En outre, Jayne développe des robots utilisant des conceptions bio-inspirées en collaboration avec des ingénieurs. Les robots imitant les serpents peuvent grimper à l’intérieur de tuyaux et d’espaces étroits qui seraient autrement difficiles à manœuvrer pour les humains et les robots à roues.
Puisque la locomotion en accordéon est coûteuse en énergie, l’utiliserait-il dans la conception de robots ?
« Très souvent, des paramètres de conception autres que l’économie énergétique sont de première importance », répond Jayne. « Si un type de mouvement est économique, il peut être inutile s’il ne permet pas à un animal ou à une machine de se déplacer sur une surface particulière.

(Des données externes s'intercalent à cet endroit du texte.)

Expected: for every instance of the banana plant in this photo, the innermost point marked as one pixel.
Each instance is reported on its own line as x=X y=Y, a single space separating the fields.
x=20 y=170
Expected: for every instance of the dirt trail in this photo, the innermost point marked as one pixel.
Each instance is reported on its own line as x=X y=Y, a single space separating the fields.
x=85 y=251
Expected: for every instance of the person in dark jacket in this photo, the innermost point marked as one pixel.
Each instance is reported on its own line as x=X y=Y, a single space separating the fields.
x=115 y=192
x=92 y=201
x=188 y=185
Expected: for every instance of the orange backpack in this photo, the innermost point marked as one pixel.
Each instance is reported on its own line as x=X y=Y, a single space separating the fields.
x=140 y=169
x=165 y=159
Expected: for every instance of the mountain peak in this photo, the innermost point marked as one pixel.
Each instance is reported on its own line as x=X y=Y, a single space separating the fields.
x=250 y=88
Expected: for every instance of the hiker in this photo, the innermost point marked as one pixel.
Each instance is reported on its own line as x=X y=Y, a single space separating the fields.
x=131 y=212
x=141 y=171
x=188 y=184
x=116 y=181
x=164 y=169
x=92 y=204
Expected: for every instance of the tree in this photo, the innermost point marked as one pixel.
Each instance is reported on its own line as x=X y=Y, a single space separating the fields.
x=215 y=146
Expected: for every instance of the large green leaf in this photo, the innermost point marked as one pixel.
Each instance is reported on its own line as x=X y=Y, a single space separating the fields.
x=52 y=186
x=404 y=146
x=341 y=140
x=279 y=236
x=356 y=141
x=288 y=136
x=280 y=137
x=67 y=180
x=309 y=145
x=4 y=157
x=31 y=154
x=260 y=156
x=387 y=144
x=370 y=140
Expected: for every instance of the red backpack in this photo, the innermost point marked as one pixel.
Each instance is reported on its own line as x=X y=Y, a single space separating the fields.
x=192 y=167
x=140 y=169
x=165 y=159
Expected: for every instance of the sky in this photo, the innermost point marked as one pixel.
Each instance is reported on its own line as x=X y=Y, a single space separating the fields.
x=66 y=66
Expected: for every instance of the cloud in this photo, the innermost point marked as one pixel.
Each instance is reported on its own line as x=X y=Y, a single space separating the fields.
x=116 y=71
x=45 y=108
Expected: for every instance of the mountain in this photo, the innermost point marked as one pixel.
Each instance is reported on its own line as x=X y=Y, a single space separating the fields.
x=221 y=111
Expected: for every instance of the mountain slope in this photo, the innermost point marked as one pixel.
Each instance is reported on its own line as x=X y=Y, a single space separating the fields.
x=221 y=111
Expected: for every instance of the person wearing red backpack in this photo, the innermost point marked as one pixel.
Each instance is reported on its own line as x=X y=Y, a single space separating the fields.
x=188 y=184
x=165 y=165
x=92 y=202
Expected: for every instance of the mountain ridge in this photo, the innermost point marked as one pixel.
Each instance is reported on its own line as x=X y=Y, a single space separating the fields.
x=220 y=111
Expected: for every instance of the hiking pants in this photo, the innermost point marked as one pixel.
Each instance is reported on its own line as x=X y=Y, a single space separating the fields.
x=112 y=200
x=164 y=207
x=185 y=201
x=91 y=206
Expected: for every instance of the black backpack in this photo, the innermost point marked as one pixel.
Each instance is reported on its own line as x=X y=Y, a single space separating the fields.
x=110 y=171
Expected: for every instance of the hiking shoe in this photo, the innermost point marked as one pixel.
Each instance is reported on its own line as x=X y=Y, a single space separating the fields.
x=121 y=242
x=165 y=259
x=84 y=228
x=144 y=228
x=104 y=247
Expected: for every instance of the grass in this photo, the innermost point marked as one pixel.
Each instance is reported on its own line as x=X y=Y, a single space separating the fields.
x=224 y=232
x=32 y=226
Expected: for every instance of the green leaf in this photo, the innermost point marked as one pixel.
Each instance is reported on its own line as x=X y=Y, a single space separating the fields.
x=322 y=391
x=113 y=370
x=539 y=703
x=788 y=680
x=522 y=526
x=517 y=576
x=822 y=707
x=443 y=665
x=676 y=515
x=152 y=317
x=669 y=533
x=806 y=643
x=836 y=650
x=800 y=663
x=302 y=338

Par exemple, tous les serpents de notre étude ont utilisé la locomotion en accordéon sur les cylindres lisses et raides dépourvus de chevilles, et la préhension par friction est une stratégie très efficace pour éviter de glisser dans de telles circonstances. »
L’étude a été publiée dans le Journal of Experimental Biology le 17 décembre 2015.
Janaki Lenin est l’auteur de Mon mari et d’autres animaux. Elle vit dans une forêt avec l’homme-serpent Rom Whitaker et tweete à @janakilenin.